А на горизонте чернел террикон. Над терриконом медленно крутилось белое облачко. Тени от облачка крутились по выжженной породе, словно кто-то пытался маскировать огромную пирамиду каменной выработки.

- Жаль, что тебя в гражданке нельзя привезти, - сказал замполит, сворачивая на грунтовку.

- Хрен бы я поехал в гражданке, - передернуло Воронцова.

Он уже ездил по этой трассе. Полтора года назад, щенок, считавший себя кобелем, поехал с комбатом посмотреть на позиции Бахмутки. В 'Чероки' ехали четверо. Водила, комбат, зам и Воронцов. Журналист вертел головой как летчик Первой мировой, натянувший шелковый шарф. Он разглядывал воронки и битые столбы, горелое железо и таблички 'Заминовано'. Он так и не понял, в какой момент по ним стали стрелять. Воронцова моментально выпнули из машины, он скатился в кювет, раздирая джинсы о мерзлый гравий. Злой заорал на него: 'Держи' и кинул ему дежурную 'ксюху'. Воронцов неловко поймал ее, разбивая в кровь руки и путаясь в ремне. Бойцы с МТЛБ посыпались горохом и стали отрабатывать по секторам. Но снайпер из зеленки начал снимать то одного, то другого. Воронцов пополз к раю дороги и высунул ствол 'Ксюхи' над дорогой, начал куда-то стрелять. Магазин, почему-то, кончился почти сразу. Потом было какое-то мельтешение, кто-то нахлобучил ему каску на голову и сунул в руки несколько магазинов. Руки вспоминали НВП и сами все делали. Сами заряжали, сами стреляли не пойми куда. А потом все кончилось. Двух раненых, захлебывающихся кровь, быстро погрузили в 'мотолыгу' и резко дернули с места боя, продолжавшегося минуты полторы. Никто так и не узнал, хлопнули они кого-то из украинской ДРГ или нет, это было не важно. Важно было то, что двое раненых остались в живых. А Воронцова хвалили за то, что он не растерялся. А он не понимал, за что его хвалят, потому что он не только растерялся, но еще и намочил в разорванные джинсы. Он их выбросил уже в Энске, переодевшись в запасные теплые спортивные штаны. Потом стащил с соседней пустой кровати одеяло, укрылся двумя, попытался заснуть. Но перед глазами все еще стоял темно-зеленый лес на белом фоне, и огненные вспышки из него, а в ушах еще были крики и мат раненых. Нос был забит сгоревшим запахом пороха. Он ворочался, ворочался. Потом встал, нашел в своем багаже фляжку коньяка, вышел на улицу и долго курил, разглядывая в темном небе стрелы 'Градов'. А потом он воткнул наушники, включил плеер.

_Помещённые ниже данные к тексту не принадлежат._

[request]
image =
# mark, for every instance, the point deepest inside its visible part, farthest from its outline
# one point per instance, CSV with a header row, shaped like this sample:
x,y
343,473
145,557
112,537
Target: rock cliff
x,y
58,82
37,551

'Все находят время, чтобы уйти. Никто не уйдет навсегда'

Горел в небе свет ста свечей.

Последний глоток из фляжки он заел горстью таблеток валерианы. Только после этого смог уснуть. Тогда он был не в строю, потому и смог выспаться.

А сейчас спать он не имел права, потому ехал, поглаживая цевье и разглядывая зеленку вдоль дороги.

- Почти приехали, - коротко бросил Бек и еще раз свернул.

На небольшой поляне скопилось несколько десятков машин. Над каждой из них реяли флаги. Мрачные люди подозрительно смотрели друг на друга.

Над двумя белыми машинами болтался флаг ОБСЕ. Над одной серой и БТРом - жовто-блакитный. Над тремя синими - флаг ЛНР, на чьем-то 'Уазике' российский над 'Утесом'. Один Бек был без флага. Хотя не, не один. За кустами еще были машины без флагов, но с пропусками ЛНР и Украины под стеклом. В смысле, у одних пропуска ЛНР, у других пропуска Украины.

ОБСЕшники в гражданском, остальные в формах разного вида, даже флектарны с нашивками очередного тербата в наличие. Ну то древние шумеры пожаловали. Звезд ниже капитана не было. Исключение - Воронцов. Забавно и странно.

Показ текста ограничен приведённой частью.